Assembly 不使用mult或div的32位无符号乘法
我一直在编写一个程序,它不使用MIPS mult(multu)或div(divu)命令,而是将两个32位无符号整数相乘。 我希望输出看起来就像multu函数一样,是一个64位高字/低字组合。 我一直在使用一个模型,其中乘数是产品的右侧,因此:Assembly 不使用mult或div的32位无符号乘法,assembly,mips,multiplication,unsigned,Assembly,Mips,Multiplication,Unsigned,我一直在编写一个程序,它不使用MIPS mult(multu)或div(divu)命令,而是将两个32位无符号整数相乘。 我希望输出看起来就像multu函数一样,是一个64位高字/低字组合。 我一直在使用一个模型,其中乘数是产品的右侧,因此: for (i=0; i<32; i++) { if LSB(multiplier)==1 { LH product += multiplicand; } right shift product-multiplie
for (i=0; i<32; i++)
{
if LSB(multiplier)==1
{
LH product += multiplicand;
}
right shift product-multiplier 1;
}
据我所知,连你的算法都坏了。您应该将被乘数向左移动(用于加法),将因子向右移动(用于位测试)。产品不应移动。此外,被乘数需要扩展到64位,并且您需要一个64位移位来正确地跨字边界传输位
.data
promptStart: .asciiz "This program does AxB without using mult or div"
getA: .asciiz "Please enter the first number(multiplicand): "
getB: .asciiz "Please enter the second number(multiplier): "
space: .asciiz " "
result: .asciiz "The product, using my program is: "

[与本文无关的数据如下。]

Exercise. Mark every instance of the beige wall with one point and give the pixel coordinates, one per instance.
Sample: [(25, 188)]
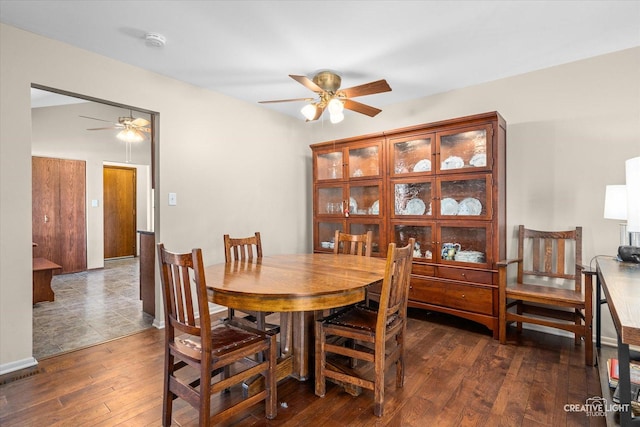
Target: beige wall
[(238, 168)]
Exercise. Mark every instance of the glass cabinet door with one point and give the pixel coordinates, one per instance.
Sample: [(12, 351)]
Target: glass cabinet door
[(424, 246), (411, 155), (413, 198), (365, 161), (464, 244), (365, 199), (466, 195), (330, 200), (464, 149), (363, 228), (329, 165), (325, 233)]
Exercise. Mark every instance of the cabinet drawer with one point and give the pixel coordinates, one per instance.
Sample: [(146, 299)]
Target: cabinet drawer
[(464, 275), (454, 295), (423, 270), (427, 291)]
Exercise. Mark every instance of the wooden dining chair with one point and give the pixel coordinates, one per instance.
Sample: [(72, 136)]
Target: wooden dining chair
[(246, 249), (352, 244), (198, 357), (547, 288), (378, 334)]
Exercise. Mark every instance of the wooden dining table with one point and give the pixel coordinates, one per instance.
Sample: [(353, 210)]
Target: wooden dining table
[(300, 283)]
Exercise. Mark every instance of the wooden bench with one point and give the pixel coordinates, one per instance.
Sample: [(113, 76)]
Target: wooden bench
[(42, 274)]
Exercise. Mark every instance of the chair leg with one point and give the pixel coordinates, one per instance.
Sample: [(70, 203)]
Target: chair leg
[(320, 382), (502, 316), (205, 391), (378, 387), (271, 383), (167, 401), (519, 311), (400, 361)]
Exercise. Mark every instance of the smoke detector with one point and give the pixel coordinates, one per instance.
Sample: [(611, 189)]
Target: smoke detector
[(155, 40)]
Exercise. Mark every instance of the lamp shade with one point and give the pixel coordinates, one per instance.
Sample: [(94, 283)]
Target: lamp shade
[(632, 169), (615, 202)]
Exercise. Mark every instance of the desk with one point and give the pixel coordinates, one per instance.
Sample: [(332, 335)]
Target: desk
[(300, 283), (620, 282)]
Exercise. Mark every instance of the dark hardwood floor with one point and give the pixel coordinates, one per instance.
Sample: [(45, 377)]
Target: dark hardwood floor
[(456, 375)]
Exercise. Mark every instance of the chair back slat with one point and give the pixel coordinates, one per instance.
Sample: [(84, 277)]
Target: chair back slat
[(242, 248), (551, 254), (352, 244), (181, 274), (395, 285)]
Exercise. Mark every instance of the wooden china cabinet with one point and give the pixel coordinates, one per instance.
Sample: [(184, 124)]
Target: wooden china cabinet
[(441, 183)]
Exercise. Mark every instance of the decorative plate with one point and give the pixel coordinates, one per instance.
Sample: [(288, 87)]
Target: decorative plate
[(470, 206), (353, 205), (375, 207), (452, 162), (448, 206), (479, 160), (415, 207), (423, 165)]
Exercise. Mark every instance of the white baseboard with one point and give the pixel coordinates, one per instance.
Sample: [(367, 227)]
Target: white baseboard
[(17, 365)]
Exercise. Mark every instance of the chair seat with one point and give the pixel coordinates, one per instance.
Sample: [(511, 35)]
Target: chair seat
[(358, 317), (225, 338), (542, 294)]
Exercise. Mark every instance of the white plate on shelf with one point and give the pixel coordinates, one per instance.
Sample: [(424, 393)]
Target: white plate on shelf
[(423, 165), (448, 206), (479, 160), (470, 206), (452, 162), (353, 205), (415, 207)]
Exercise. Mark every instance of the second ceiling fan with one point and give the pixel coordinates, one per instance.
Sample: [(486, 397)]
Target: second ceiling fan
[(326, 84)]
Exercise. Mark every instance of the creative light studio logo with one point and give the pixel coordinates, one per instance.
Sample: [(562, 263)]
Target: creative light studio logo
[(595, 407)]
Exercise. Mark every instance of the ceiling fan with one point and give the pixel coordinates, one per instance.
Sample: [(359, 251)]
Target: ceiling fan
[(326, 85), (131, 129)]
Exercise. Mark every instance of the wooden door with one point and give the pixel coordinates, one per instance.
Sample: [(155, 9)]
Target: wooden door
[(72, 228), (119, 211), (58, 212), (45, 208)]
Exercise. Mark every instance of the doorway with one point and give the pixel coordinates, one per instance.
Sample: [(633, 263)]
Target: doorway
[(119, 200), (111, 307)]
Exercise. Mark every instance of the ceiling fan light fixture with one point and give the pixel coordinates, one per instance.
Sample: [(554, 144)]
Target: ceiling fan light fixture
[(309, 111), (129, 134), (155, 40)]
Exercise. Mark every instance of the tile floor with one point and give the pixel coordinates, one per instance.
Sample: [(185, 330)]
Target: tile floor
[(89, 308)]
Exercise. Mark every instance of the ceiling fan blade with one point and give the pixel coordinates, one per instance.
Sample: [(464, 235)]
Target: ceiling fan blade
[(365, 89), (93, 118), (319, 111), (361, 108), (285, 100), (306, 82)]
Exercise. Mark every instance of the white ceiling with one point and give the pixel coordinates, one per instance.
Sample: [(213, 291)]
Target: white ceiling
[(247, 49)]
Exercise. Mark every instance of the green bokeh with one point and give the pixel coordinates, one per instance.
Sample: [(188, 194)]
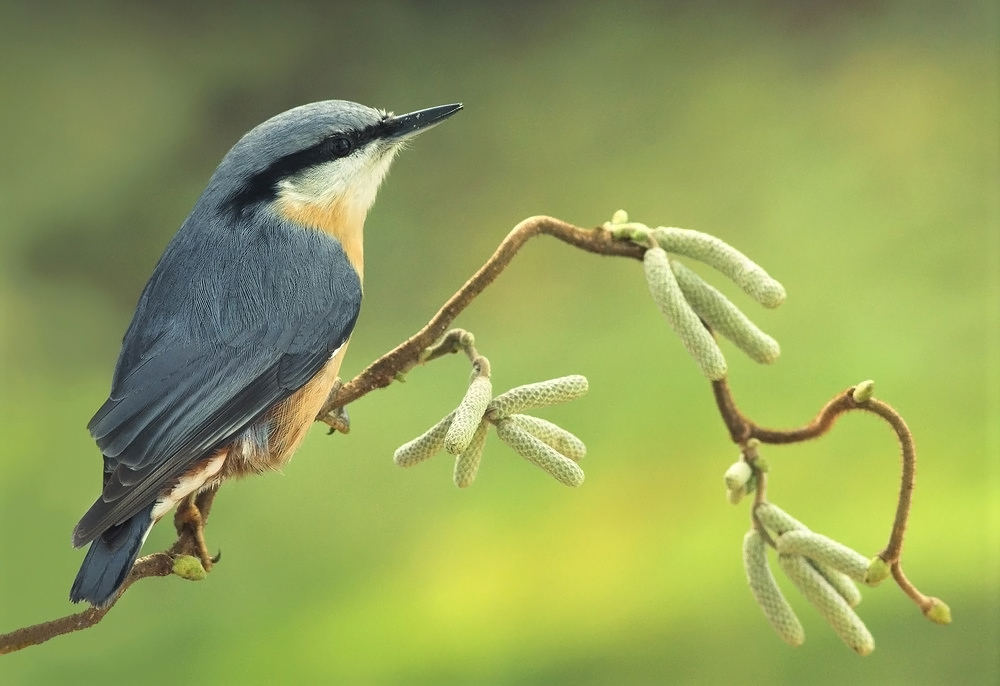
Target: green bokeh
[(852, 149)]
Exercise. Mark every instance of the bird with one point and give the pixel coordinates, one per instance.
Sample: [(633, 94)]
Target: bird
[(238, 337)]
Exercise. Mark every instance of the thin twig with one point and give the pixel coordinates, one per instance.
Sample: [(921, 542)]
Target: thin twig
[(406, 355), (741, 429)]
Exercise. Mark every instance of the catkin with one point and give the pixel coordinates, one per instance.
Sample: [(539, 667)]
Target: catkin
[(724, 317), (824, 550), (553, 435), (425, 445), (540, 394), (468, 415), (540, 454), (830, 604), (765, 590), (467, 463), (682, 319), (716, 253)]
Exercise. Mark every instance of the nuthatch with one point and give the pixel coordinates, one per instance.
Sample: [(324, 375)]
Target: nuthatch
[(238, 337)]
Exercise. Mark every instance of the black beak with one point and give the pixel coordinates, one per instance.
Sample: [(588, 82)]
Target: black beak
[(408, 125)]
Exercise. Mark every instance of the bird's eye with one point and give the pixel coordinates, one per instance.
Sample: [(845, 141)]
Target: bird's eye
[(340, 146)]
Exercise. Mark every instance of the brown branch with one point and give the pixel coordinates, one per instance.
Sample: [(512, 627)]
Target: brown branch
[(742, 430), (407, 355), (190, 541)]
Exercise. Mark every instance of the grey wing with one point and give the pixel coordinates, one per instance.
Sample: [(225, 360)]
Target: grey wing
[(179, 395)]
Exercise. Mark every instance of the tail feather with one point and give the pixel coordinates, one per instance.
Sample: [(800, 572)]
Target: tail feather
[(110, 559)]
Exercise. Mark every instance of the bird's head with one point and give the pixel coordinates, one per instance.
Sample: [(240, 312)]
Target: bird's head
[(322, 154), (319, 165)]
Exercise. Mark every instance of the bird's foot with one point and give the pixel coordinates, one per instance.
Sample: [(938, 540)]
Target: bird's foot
[(190, 524)]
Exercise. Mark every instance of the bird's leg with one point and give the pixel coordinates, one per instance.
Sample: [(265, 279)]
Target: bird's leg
[(333, 415), (190, 520)]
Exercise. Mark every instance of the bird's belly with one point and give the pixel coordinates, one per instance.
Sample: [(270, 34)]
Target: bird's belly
[(287, 424)]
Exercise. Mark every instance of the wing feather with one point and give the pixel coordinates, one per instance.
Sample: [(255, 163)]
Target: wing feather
[(190, 378)]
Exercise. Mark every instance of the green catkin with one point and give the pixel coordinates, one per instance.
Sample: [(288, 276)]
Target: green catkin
[(724, 317), (425, 445), (553, 435), (830, 604), (824, 550), (539, 454), (467, 463), (714, 252), (540, 394), (776, 519), (766, 592), (468, 415), (682, 319), (841, 583)]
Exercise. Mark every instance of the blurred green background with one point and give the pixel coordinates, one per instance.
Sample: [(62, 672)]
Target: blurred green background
[(852, 148)]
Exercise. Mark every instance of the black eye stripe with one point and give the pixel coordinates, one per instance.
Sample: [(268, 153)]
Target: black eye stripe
[(339, 146), (262, 186)]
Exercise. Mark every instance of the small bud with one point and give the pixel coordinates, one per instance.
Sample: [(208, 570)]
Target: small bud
[(467, 463), (877, 572), (840, 582), (468, 415), (563, 469), (540, 394), (737, 475), (776, 519), (862, 393), (824, 550), (938, 612), (425, 445), (830, 604), (189, 567), (682, 319), (766, 592)]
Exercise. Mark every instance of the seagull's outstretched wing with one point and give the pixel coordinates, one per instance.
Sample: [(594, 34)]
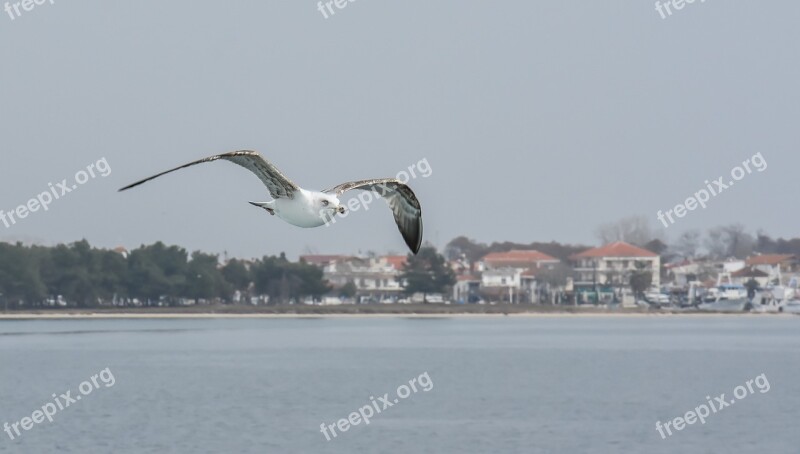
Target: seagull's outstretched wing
[(278, 185), (405, 206)]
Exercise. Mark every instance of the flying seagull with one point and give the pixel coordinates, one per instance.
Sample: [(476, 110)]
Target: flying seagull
[(306, 208)]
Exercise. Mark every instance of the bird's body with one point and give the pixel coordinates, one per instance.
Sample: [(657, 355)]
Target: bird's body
[(307, 209), (302, 210)]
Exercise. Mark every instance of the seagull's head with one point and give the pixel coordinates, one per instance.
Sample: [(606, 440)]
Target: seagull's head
[(330, 204)]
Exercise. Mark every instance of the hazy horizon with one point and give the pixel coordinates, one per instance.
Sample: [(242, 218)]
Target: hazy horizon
[(540, 121)]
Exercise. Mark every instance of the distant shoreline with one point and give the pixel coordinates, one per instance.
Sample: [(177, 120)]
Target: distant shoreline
[(353, 311)]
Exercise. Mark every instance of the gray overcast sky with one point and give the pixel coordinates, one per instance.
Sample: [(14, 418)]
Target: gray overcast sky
[(541, 120)]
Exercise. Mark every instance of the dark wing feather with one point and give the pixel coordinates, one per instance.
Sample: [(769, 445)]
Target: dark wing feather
[(278, 185), (401, 199)]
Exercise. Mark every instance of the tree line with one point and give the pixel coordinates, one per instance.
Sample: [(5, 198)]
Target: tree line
[(32, 276), (159, 275)]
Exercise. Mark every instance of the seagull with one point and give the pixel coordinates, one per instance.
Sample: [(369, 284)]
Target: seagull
[(307, 208)]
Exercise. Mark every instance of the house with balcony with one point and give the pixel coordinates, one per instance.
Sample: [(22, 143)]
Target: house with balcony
[(772, 264), (523, 259), (605, 271), (375, 278)]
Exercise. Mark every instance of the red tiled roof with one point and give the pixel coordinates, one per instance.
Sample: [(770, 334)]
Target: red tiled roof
[(397, 261), (321, 259), (749, 272), (518, 256), (467, 277), (618, 249), (768, 259)]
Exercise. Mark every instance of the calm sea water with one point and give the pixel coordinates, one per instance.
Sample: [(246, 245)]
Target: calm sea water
[(500, 385)]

mipMult: .asciiz "The product, using MIPs multu is: "
endLine: .asciiz "\n"
.text
main:
#"welcome" screen
li $v0,4 # code for print_string
la $a0,promptStart # point $a0 to prompt string
syscall # print the prompt
li $v0,4 # code for print_string
la $a0,endLine # point $a0 to prompt string
syscall # print the prompt
#prompt for multiplicand
li $v0,4 # code for print_string
la $a0,getA # point $a0 to prompt string
syscall # print the prompt
#acquire multiplicand
li $v0,5 # code for read_int
syscall # get an int from user --> returned in $v0
move $s0,$v0 # move the resulting int to $s0
move $s5,$s0 # copy of multiplicand to use in multu
#prompt for multiplier
li $v0,4 # code for print_string
la $a0,getB # point $a0 to prompt string
syscall # print the prompt
#acquire multiplier
li $v0,5 # code for read_int
syscall # get an int from user --> returned in $v0
move $s1,$v0 # move the resulting int to $s0
move $s6,$s1 # copy of multiplier to use in multu
jal MyMult
j print
MyMult:
move $s3, $0 # lw product
move $s4, $0 # hw product
beq $s1, $0, done
beq $s0, $0, done
move $s2, $0 # extend multiplicand to 64 bits
loop:
andi $t0, $s0, 1 # LSB(multiplier)
beq $t0, $0, next # skip if zero
addu $s3, $s3, $s1 # lw(product) += lw(multiplicand)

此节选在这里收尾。